An estimated 20,000 homes and businesses were without power in Joplin, and to help with communications Verizon Wireless, a unit of Verizon Communications Inc, said it was delivering three temporary cell towers to provide emergency wireless service.

The Joplin tornado was the latest in a string of powerful twisters that has wreaked death and devastation across many states, and it comes as much of the Mississippi River valley is underwater from historic flooding.

Twisters killed more than 300 people and did more than $2 billion in damage across southern states last month, killing more than 200 in Alabama alone.

COLLECTING BODIES

Two refrigerated trucks were brought in to serve as a make-shift morgue at a local university and more were being brought in to handle the additional bodies expected, the coroner said.

"I would be surprised if we don't find more today," Bridges said. Multiple victims were taken from several locations around the city, including a nursing home.

"People ... have been pouring in looking for loved ones and they can't find them, looking for friends, can't find them," Bridges said.

Joplin City Councilwoman Melodee Colbert-Kean, who serves as vice mayor, said the town was in a state of "chaos."

"It is just utter devastation anywhere you look to the south and the east -- businesses, apartment complexes, houses, cars, trees, schools, you name it, it is leveled, leveled," she said.

President Barack Obama called the governor Sunday evening to "extend his condolences" to the families of Joplin. White House spokesman Nicholas Shapiro said Federal Emergency Management Agency head Craig Fugate was on his way to Joplin to help with recovery.

The tornado in Joplin was one of a string over the weekend.

On Saturday night, a tornado ripped through Reading, Kansas, killing one and damaging 200 homes and businesses. Another person was killed in a tornado in Minneapolis on Sunday.

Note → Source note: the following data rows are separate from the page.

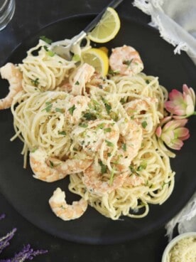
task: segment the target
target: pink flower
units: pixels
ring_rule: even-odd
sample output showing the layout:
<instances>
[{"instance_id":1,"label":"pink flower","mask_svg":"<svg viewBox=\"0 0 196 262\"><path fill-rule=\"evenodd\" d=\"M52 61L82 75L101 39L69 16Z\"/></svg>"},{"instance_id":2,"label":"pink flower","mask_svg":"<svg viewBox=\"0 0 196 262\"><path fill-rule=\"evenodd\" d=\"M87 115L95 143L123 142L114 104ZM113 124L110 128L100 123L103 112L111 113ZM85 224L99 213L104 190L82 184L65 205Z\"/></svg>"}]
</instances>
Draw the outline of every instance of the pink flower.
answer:
<instances>
[{"instance_id":1,"label":"pink flower","mask_svg":"<svg viewBox=\"0 0 196 262\"><path fill-rule=\"evenodd\" d=\"M158 127L156 134L170 148L180 150L184 145L184 140L190 137L189 130L185 127L187 120L171 120L171 117L163 119Z\"/></svg>"},{"instance_id":2,"label":"pink flower","mask_svg":"<svg viewBox=\"0 0 196 262\"><path fill-rule=\"evenodd\" d=\"M169 101L165 103L165 108L173 115L180 117L175 118L185 118L191 115L195 114L194 112L195 106L195 93L192 88L188 88L187 85L183 85L183 93L180 93L176 89L173 89L169 93Z\"/></svg>"}]
</instances>

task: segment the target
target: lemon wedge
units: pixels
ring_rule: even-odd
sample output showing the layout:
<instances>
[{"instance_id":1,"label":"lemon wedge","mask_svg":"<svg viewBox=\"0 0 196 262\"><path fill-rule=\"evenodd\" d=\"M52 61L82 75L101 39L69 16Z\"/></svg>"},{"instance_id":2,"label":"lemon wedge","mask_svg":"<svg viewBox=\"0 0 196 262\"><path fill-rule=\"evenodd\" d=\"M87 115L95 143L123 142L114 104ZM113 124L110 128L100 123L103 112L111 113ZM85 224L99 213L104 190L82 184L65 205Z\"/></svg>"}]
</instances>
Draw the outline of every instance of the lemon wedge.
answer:
<instances>
[{"instance_id":1,"label":"lemon wedge","mask_svg":"<svg viewBox=\"0 0 196 262\"><path fill-rule=\"evenodd\" d=\"M120 27L118 14L111 7L108 7L99 22L87 36L93 42L106 43L116 36Z\"/></svg>"},{"instance_id":2,"label":"lemon wedge","mask_svg":"<svg viewBox=\"0 0 196 262\"><path fill-rule=\"evenodd\" d=\"M99 73L102 76L107 74L109 59L105 51L100 48L90 48L82 53L82 59L84 63L93 66L95 71Z\"/></svg>"}]
</instances>

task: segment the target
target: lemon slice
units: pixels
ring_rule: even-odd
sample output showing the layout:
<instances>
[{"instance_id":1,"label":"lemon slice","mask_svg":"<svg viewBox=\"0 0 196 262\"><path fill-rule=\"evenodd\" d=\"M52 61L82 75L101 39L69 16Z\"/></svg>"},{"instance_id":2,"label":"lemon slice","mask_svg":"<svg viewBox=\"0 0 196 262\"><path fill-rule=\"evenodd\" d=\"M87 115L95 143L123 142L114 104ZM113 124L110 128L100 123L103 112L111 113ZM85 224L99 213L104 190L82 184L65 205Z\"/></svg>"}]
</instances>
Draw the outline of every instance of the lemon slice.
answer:
<instances>
[{"instance_id":1,"label":"lemon slice","mask_svg":"<svg viewBox=\"0 0 196 262\"><path fill-rule=\"evenodd\" d=\"M109 59L106 52L100 48L90 48L82 55L85 63L93 66L96 72L102 76L107 74L109 68Z\"/></svg>"},{"instance_id":2,"label":"lemon slice","mask_svg":"<svg viewBox=\"0 0 196 262\"><path fill-rule=\"evenodd\" d=\"M97 25L88 33L88 37L95 43L106 43L116 36L120 26L118 14L111 7L108 7Z\"/></svg>"}]
</instances>

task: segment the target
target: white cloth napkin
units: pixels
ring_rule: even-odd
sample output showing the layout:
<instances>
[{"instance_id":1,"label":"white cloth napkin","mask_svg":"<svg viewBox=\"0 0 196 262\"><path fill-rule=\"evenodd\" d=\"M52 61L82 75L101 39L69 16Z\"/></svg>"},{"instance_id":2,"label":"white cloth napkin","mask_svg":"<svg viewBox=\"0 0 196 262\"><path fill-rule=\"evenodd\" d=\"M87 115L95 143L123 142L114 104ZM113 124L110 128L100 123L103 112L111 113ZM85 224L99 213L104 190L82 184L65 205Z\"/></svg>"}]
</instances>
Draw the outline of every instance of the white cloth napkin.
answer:
<instances>
[{"instance_id":1,"label":"white cloth napkin","mask_svg":"<svg viewBox=\"0 0 196 262\"><path fill-rule=\"evenodd\" d=\"M133 4L151 16L150 26L174 46L174 53L187 52L196 65L196 0L134 0ZM196 231L196 192L165 225L169 241L177 224L179 234Z\"/></svg>"},{"instance_id":2,"label":"white cloth napkin","mask_svg":"<svg viewBox=\"0 0 196 262\"><path fill-rule=\"evenodd\" d=\"M175 53L184 51L196 64L195 0L135 0L134 5L151 16L150 25L175 46Z\"/></svg>"}]
</instances>

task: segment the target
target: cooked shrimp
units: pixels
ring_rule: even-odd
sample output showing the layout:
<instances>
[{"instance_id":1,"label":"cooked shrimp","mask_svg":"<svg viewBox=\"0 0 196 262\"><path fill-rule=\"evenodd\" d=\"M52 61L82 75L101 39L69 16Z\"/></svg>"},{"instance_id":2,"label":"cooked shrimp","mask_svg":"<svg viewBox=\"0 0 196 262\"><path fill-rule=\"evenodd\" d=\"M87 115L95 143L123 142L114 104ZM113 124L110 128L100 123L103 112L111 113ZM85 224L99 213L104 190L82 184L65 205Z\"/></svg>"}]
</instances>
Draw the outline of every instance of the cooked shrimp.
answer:
<instances>
[{"instance_id":1,"label":"cooked shrimp","mask_svg":"<svg viewBox=\"0 0 196 262\"><path fill-rule=\"evenodd\" d=\"M151 132L155 125L153 111L156 98L148 98L145 100L135 99L124 105L124 109L130 117L141 125L144 134Z\"/></svg>"},{"instance_id":2,"label":"cooked shrimp","mask_svg":"<svg viewBox=\"0 0 196 262\"><path fill-rule=\"evenodd\" d=\"M143 69L138 53L133 47L126 45L112 49L109 66L113 71L123 75L134 75Z\"/></svg>"},{"instance_id":3,"label":"cooked shrimp","mask_svg":"<svg viewBox=\"0 0 196 262\"><path fill-rule=\"evenodd\" d=\"M131 176L127 176L124 181L124 184L128 186L138 187L143 184L143 177L137 176L135 174L132 174Z\"/></svg>"},{"instance_id":4,"label":"cooked shrimp","mask_svg":"<svg viewBox=\"0 0 196 262\"><path fill-rule=\"evenodd\" d=\"M128 158L129 165L141 147L143 139L142 130L135 121L127 121L123 118L118 122L118 125L120 130L121 142L124 145L124 147L121 147L119 150L125 159ZM120 158L119 162L121 161L122 160Z\"/></svg>"},{"instance_id":5,"label":"cooked shrimp","mask_svg":"<svg viewBox=\"0 0 196 262\"><path fill-rule=\"evenodd\" d=\"M109 194L121 187L127 176L127 172L102 173L102 165L95 162L84 172L82 179L89 192L99 196Z\"/></svg>"},{"instance_id":6,"label":"cooked shrimp","mask_svg":"<svg viewBox=\"0 0 196 262\"><path fill-rule=\"evenodd\" d=\"M6 79L9 83L9 93L0 100L0 110L11 107L13 99L16 93L21 91L22 88L22 73L16 66L11 63L7 63L0 68L0 73L3 79Z\"/></svg>"},{"instance_id":7,"label":"cooked shrimp","mask_svg":"<svg viewBox=\"0 0 196 262\"><path fill-rule=\"evenodd\" d=\"M78 124L82 112L88 108L90 99L85 95L71 97L65 108L65 118L72 124Z\"/></svg>"},{"instance_id":8,"label":"cooked shrimp","mask_svg":"<svg viewBox=\"0 0 196 262\"><path fill-rule=\"evenodd\" d=\"M58 187L49 199L49 204L55 214L62 220L76 219L83 215L87 209L88 203L81 199L75 201L71 205L65 201L65 193Z\"/></svg>"},{"instance_id":9,"label":"cooked shrimp","mask_svg":"<svg viewBox=\"0 0 196 262\"><path fill-rule=\"evenodd\" d=\"M94 68L87 63L79 67L72 79L72 93L74 95L85 93L85 84L89 82L94 73Z\"/></svg>"},{"instance_id":10,"label":"cooked shrimp","mask_svg":"<svg viewBox=\"0 0 196 262\"><path fill-rule=\"evenodd\" d=\"M38 179L53 182L65 177L67 175L84 171L92 161L70 159L65 162L53 157L48 157L41 147L30 153L30 165L34 172L33 177Z\"/></svg>"}]
</instances>

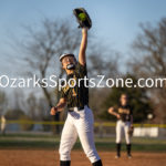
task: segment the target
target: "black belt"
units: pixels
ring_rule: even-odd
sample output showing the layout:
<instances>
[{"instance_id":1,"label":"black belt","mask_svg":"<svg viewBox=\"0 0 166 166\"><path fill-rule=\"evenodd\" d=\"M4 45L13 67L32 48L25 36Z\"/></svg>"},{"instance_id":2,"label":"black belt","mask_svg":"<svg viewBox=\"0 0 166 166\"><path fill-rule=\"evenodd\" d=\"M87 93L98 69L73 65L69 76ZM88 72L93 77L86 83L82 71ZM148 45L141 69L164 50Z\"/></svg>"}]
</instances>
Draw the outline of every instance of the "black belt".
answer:
<instances>
[{"instance_id":1,"label":"black belt","mask_svg":"<svg viewBox=\"0 0 166 166\"><path fill-rule=\"evenodd\" d=\"M83 110L84 110L84 106L79 106L79 107L75 106L75 107L69 107L69 108L68 108L69 112L74 112L75 110L76 110L76 111L83 111Z\"/></svg>"}]
</instances>

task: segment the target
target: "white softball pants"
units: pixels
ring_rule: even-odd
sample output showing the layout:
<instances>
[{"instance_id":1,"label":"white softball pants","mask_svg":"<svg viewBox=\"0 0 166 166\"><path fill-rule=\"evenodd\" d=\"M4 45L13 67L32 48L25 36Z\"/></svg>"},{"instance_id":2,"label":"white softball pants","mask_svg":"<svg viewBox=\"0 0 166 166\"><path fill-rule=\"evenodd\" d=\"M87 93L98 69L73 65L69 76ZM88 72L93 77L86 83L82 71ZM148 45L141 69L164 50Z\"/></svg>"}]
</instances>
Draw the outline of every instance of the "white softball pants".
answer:
<instances>
[{"instance_id":1,"label":"white softball pants","mask_svg":"<svg viewBox=\"0 0 166 166\"><path fill-rule=\"evenodd\" d=\"M131 144L131 136L128 134L129 126L131 122L123 122L122 120L116 122L116 144L121 143L123 133L125 135L126 144Z\"/></svg>"},{"instance_id":2,"label":"white softball pants","mask_svg":"<svg viewBox=\"0 0 166 166\"><path fill-rule=\"evenodd\" d=\"M77 136L91 163L101 159L94 145L93 123L93 113L87 106L68 113L59 149L61 160L71 160L71 149Z\"/></svg>"}]
</instances>

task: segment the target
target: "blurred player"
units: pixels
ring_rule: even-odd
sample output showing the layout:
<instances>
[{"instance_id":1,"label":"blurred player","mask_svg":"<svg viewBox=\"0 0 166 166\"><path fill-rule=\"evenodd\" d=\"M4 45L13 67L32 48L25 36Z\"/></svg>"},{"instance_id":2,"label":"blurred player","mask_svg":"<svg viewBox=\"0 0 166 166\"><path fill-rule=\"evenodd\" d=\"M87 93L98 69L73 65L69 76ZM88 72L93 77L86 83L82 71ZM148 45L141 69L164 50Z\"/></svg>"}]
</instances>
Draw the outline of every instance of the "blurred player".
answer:
<instances>
[{"instance_id":1,"label":"blurred player","mask_svg":"<svg viewBox=\"0 0 166 166\"><path fill-rule=\"evenodd\" d=\"M124 132L125 139L126 139L126 149L127 149L127 157L132 158L131 155L131 135L128 131L133 127L133 113L132 108L128 105L128 97L126 94L122 94L120 98L120 105L117 110L115 107L110 107L108 113L117 117L116 123L116 158L121 157L121 142L122 142L122 134Z\"/></svg>"},{"instance_id":2,"label":"blurred player","mask_svg":"<svg viewBox=\"0 0 166 166\"><path fill-rule=\"evenodd\" d=\"M3 115L1 116L1 133L6 134L6 117Z\"/></svg>"}]
</instances>

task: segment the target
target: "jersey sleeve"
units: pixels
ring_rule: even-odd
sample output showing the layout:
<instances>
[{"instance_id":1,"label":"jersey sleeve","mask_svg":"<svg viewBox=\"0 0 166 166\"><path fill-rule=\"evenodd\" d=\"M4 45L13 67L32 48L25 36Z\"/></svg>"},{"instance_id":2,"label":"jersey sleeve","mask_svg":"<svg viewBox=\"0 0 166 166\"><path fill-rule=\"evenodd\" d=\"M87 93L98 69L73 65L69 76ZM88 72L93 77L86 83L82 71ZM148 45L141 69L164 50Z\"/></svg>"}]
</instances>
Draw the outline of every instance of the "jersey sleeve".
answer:
<instances>
[{"instance_id":1,"label":"jersey sleeve","mask_svg":"<svg viewBox=\"0 0 166 166\"><path fill-rule=\"evenodd\" d=\"M77 62L76 64L76 72L81 75L81 77L84 77L87 75L86 64L82 65Z\"/></svg>"}]
</instances>

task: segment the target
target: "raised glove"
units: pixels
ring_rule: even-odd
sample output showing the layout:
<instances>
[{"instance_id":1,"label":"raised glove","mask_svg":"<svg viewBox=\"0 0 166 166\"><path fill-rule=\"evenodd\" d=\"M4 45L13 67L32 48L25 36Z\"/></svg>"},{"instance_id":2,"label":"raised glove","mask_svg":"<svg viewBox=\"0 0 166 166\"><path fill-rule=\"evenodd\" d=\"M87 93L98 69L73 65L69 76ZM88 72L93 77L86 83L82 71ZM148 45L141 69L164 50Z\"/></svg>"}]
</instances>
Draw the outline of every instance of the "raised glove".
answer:
<instances>
[{"instance_id":1,"label":"raised glove","mask_svg":"<svg viewBox=\"0 0 166 166\"><path fill-rule=\"evenodd\" d=\"M85 9L76 8L73 10L73 13L76 17L76 21L79 22L79 28L91 29L92 21Z\"/></svg>"}]
</instances>

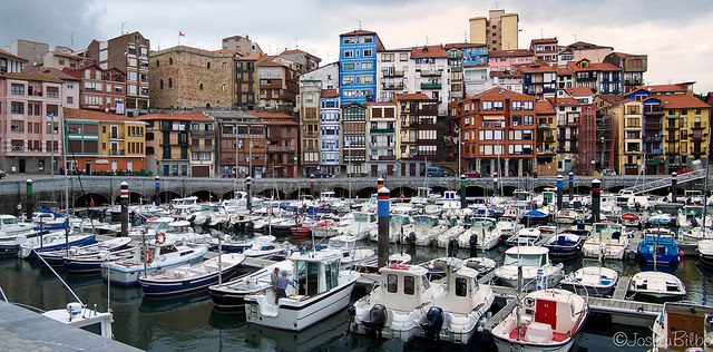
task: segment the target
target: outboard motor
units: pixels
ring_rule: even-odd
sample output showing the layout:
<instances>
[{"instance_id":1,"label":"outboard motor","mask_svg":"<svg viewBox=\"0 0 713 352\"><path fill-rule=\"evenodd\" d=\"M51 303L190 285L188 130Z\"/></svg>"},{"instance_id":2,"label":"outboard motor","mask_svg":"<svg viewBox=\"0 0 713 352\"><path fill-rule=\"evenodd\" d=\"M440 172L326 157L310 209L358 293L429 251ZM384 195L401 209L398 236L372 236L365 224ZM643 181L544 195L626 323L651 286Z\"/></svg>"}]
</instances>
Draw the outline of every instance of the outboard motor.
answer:
<instances>
[{"instance_id":1,"label":"outboard motor","mask_svg":"<svg viewBox=\"0 0 713 352\"><path fill-rule=\"evenodd\" d=\"M426 322L420 325L426 333L426 340L440 341L440 331L443 327L443 310L440 306L431 306L426 313Z\"/></svg>"},{"instance_id":2,"label":"outboard motor","mask_svg":"<svg viewBox=\"0 0 713 352\"><path fill-rule=\"evenodd\" d=\"M381 339L381 330L387 324L387 307L383 304L374 304L369 310L369 321L362 321L367 329L367 335L379 335Z\"/></svg>"}]
</instances>

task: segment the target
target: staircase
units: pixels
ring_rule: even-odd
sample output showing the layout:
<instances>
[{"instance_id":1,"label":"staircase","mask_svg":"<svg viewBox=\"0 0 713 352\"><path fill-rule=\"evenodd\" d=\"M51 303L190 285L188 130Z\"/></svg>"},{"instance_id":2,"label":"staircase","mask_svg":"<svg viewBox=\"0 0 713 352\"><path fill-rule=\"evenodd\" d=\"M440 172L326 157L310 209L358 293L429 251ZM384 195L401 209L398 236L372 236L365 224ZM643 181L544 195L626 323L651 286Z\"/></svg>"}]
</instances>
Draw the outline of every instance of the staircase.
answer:
<instances>
[{"instance_id":1,"label":"staircase","mask_svg":"<svg viewBox=\"0 0 713 352\"><path fill-rule=\"evenodd\" d=\"M705 178L705 169L697 169L692 173L682 174L682 175L678 175L677 178L678 178L678 185L687 182L692 182L692 180L702 179L702 178ZM635 195L638 195L638 194L647 193L654 189L666 188L666 187L671 187L671 177L660 178L652 182L647 182L645 184L626 187L622 189L622 193L631 190Z\"/></svg>"}]
</instances>

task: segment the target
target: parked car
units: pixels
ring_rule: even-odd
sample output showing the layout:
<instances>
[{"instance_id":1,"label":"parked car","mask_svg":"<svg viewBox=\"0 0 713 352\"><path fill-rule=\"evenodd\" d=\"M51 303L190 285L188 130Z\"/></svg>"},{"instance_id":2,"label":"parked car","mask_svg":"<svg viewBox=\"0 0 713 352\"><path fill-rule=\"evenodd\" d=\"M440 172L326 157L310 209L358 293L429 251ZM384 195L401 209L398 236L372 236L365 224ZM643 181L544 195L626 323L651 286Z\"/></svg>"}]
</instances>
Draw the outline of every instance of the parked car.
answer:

The storms that hit Joplin continued a path of destruction eastward through the Ohio Valley region, bringing golf ball-sized hail and 50 mile-per-hour winds to Tennessee, knocking down trees and power lines and stripping roofs from building.

Among the thousands sent scurrying for their lives on Sunday were Floyd Rockwell, 74, and his wife, Donna. They were at a Baptist church service when the tornado hit. Rockwell lay across his 71-year-old wife to try to protect her as the funnel cloud took off the church roof and sent cinder block walls tumbling down.

Rockwell saw at least one body pulled from the rubble but was told six more people did not survive. When the shaken couple tried to return to their home, they found it had also been lost to the storm. Rockwell is sure the couple would have died had they been there instead of at church.

"It's gone," he said. "We're starting over."